Giorno: 15 marzo 2017

Lo scienziato

Mi chiamo Julius e nella vita ho studiato ed appreso tanto, spinto da una sete di conoscenza che mi ha sempre tormentato, ho letto innumerevoli libri, ho cercato di carpire i misteriosi segreti dell’Universo, ma oggi, all’età di 60 anni e con tre candidature al premio Nobel, dopo tutto ciò per cui ho vissuto, posso dire che al mondo non esiste una biblioteca così vasta che possa insegnarti l’esperienza più di un solo errore che commetti.
Ho sempre amato la vita ed ho creduto che la scienza dovesse essere al servizio di quest’ultima, ho creduto anche che i segreti che l’Universo celava, e di cui io e pochi altri avevamo le chiavi, avrebbero alleviato le sofferenze dell’umanità ma mi sbagliavo.
Gli uomini sono ciechi e crudeli e, per i loro fini egoistici, non esitano a distruggere i loro simili, siano essi dei singoli o milioni di persone, questo dipende dalla quantità di potere di cui dispongono.

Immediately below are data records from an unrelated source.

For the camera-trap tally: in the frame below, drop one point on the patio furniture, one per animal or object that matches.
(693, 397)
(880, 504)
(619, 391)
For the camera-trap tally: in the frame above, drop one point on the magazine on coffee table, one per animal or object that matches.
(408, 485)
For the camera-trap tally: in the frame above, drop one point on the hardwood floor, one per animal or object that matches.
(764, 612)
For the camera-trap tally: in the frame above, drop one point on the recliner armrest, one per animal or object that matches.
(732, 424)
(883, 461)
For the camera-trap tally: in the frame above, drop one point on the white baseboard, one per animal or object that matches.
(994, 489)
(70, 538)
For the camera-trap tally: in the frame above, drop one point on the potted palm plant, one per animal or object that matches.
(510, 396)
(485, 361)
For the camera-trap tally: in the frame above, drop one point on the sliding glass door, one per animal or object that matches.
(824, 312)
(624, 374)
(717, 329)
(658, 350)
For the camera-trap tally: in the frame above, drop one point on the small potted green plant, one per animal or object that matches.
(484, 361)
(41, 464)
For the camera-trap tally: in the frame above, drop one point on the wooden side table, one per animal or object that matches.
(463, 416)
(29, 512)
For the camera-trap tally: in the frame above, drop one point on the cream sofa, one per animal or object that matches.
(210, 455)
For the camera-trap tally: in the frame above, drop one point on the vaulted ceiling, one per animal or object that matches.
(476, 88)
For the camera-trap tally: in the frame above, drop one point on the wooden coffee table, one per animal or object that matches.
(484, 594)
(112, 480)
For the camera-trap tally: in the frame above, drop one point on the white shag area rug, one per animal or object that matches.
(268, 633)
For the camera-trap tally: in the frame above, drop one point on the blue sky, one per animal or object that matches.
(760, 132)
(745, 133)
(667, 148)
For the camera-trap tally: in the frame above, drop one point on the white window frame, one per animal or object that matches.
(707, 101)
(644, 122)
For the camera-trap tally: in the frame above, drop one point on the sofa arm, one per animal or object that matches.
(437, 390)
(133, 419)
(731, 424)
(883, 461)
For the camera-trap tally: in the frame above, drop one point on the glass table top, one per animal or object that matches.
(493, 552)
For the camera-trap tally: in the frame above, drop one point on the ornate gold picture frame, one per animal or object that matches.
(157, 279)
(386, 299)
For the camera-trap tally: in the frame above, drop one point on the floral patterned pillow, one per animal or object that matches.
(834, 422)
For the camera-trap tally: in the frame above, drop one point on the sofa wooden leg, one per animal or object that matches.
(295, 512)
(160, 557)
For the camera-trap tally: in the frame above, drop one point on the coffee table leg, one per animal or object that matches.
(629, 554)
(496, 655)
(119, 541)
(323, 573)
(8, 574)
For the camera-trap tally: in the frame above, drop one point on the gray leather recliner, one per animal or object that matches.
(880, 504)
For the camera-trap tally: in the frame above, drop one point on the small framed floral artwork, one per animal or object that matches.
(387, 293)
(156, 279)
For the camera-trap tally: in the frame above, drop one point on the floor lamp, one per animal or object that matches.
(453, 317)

Ho amato la ricerca ma ho conosciuto il peccato, volevo essere vita ma sono diventato morte, il distruttore dei mondi.
Avrei potuto ricevere infiniti allori se non avessi avuto una coscienza ma ce l’ho e sono l’unico con cui ci debbo fare i conti, gli altri che ne sanno? Non è colpa mia se non ce l’hanno.
Ho scoperto che una cosa invisibile come l’atomo può avere un’energia tale da salvare il mondo… ebbene ce l’ha ma può anche distruggerlo. Sta a noi la scelta. Evolvere o allinearsi coi barbari delle prime età.
Ora che sono arrivato alla fine della mia vita non so se chiedere scusa o chiedermi perchè mi è stato dato questo “dono”.
Forse, come tutti geni di passaggio su questa terra, sono stato frainteso.